Reputation: 470
I am building a large table on page load using javascript and I'm currently able to load the table portion in around 2 secs(on my machine of course). However, I was hoping it would be even faster. Any suggestions for improvement?
var fragment = document.createDocumentFragment();
var table=document.createElement('table')

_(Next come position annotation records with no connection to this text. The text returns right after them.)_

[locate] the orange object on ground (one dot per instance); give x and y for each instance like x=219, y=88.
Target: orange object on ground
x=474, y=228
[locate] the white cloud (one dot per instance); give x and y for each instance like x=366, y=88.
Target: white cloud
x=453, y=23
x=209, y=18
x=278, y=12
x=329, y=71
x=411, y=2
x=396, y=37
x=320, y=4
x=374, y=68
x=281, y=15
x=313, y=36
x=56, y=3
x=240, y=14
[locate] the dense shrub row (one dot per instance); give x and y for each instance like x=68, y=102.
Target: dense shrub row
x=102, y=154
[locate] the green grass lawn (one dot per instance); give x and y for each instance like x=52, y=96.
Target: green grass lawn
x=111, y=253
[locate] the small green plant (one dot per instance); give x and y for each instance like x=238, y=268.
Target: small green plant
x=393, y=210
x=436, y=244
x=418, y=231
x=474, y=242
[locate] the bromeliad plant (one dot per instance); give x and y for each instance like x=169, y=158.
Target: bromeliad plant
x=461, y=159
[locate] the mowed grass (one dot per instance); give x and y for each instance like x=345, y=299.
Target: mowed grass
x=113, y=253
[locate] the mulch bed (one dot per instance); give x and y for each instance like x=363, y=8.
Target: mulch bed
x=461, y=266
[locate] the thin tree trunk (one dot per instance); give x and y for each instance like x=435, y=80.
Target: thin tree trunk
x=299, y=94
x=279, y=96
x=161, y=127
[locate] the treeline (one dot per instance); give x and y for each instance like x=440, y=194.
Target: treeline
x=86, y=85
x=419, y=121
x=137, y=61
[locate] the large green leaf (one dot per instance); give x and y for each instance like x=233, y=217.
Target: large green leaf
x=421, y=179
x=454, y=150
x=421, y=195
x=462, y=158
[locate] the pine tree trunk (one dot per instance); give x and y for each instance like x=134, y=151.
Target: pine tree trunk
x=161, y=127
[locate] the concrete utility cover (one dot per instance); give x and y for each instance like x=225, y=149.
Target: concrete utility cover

table.className="table-bordered"
fragment.appendChild(table)
var body=document.createElement('tbody')
table.appendChild(body)
for (var i = 0; i < 200; i++) {
var row = document.createElement('tr');
body.appendChild(row);
for (var j = 0; j < 100; j++) {
var cell = document.createElement('td');
if(j!==0)
{cell.id="row"+i.toString()+"col"+(j-1).toString()
cell.className="myclass"
}
row.appendChild(cell);
}
}
Upvotes: 1
Views: 1904
Reputation: 706
You can use
var inner_text = "<table><tbody>";
while(i--) {
var row = "";
row += "<tr> ";
while(j--) {
if(j !== 0) {
row +='<td ' + 'id="' + ["row", i, "col", (j - 1)].join("") +'"class="myClass"></td>';
}else{
row +='<td>' + '</td>';
}
}
row +=" </tr>";
inner_text +=row;
j = 100;
}
inner_text +="</tbody></table>";
That will reduce time to make new Element, append child. Hope it helps you
Upvotes: 0
Reputation: 53371
It's likely the DOM rendering that's the bottleneck, so improving your code probably won't help much. However, I can suggest a few changes:
// declare all variables at head of code section--won't increase speed, but is good practice
var fragment = document.createDocumentFragment(),
table = document.createElement('table'),
body = document.createElement('tbody'),
i = 200,
j = 100,
row, cell;
table.className = "table-bordered";
table.appendChild(body);
// reverse while loop is faster than a traditional for loop
while(i--) {
row = document.createElement('tr');
body.appendChild(row);
while(j--) {
cell = document.createElement('td');
if(j !== 0) {
cell.id = ["row", i, "col", (j - 1)].join(""); // here we're joining an array instead of concatenating
// a string. Results in a minor improvement in speed.
cell.className = "myclass";
}
row.appendChild(cell);
}
j = 100;
}
// appending the table to the fragement after it's built means we don't modify the dom with each iteration of the below loops--this is
// probably the single largest improvement in speed
fragment.appendChild(table);
Upvotes: 1
Reputation: 20638
Try moving this line: fragment.appendChild(table)
to the very end of the code.
Otherwise, you are updating a table that is attached to the DOM and it may be trying to re-render things every time you add a new element.